One thing all moms have in common is ‘mom guilt’ in some form. But, for mothers who have lost children we have a unique outlook on things. Sometimes, we get judgy and think other mothers should enjoy every moment with their children – because you never know which snuggle, kiss, story, giggle, meal, bedtime will be your last. Let’s be honest though, sometimes by the end of the day you are done. You rush bedtime, skip a book or a song turn off the light, shut the door for some much needed rest. Sure it’s normal to feel a little bad about that, we are human and sometimes we reach our max way before bedtime. For me though, when I rush bedtime I can’t help think, ‘what if?’ What if that was my last bedtime with him? What if that’s the last time I kiss his warm cheeks? Of course I have these thoughts every night, but on nights were bedtime is rushed those thoughts are intensified.
I wish I could give some words of wisdom about how to let those fears and thoughts go but I don’t.

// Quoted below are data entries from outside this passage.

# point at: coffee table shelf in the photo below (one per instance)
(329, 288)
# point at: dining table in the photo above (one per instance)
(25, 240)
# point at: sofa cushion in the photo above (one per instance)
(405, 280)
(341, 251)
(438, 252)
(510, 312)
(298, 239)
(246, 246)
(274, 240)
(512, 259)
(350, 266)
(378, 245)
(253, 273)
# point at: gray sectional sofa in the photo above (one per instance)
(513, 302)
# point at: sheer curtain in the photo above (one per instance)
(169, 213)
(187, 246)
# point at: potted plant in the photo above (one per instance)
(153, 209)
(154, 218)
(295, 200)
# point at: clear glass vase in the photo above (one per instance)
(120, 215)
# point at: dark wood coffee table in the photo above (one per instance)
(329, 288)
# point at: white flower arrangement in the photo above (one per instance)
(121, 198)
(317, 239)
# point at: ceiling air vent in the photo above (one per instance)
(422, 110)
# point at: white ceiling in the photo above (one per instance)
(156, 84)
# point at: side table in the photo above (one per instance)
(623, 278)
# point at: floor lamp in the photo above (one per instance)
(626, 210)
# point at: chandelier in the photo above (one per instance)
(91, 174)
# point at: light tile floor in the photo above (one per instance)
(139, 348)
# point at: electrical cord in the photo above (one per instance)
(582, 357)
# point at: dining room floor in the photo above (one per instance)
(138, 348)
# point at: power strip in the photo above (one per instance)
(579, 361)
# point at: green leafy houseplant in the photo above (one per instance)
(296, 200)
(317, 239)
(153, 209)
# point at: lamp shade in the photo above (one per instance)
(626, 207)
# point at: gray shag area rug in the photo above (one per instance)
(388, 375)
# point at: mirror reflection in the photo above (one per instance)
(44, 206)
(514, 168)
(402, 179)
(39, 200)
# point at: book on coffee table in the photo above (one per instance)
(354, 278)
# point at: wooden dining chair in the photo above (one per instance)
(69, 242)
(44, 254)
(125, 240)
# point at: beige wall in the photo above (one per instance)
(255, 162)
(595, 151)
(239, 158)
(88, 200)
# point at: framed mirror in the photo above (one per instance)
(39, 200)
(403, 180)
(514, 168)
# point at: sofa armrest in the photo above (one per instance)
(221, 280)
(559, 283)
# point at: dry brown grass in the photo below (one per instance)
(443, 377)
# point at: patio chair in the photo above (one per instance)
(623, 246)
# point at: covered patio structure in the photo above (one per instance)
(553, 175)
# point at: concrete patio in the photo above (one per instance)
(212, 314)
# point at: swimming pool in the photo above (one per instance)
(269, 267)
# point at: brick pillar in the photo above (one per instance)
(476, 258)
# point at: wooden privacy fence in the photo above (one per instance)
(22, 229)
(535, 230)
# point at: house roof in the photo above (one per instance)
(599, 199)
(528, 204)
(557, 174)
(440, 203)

From the best that I can tell (through reading other blogs and talking with other parents) it never really goes away. “It changes” is the best advise I get. Which doesn’t make a lot of sense unless you have been through it. It does change. I don’t check on Little Brother multiple times a night. I can leave him in a different room now without panicking. I sometimes forget to turn his monitor on at nap time (gasp!). It still kills though, when I have a night where I am counting down to bedtime, and after I shut that door I immediately regret my actions.
I wish I could end this post on a happier note. But I am not happy and neither is this post.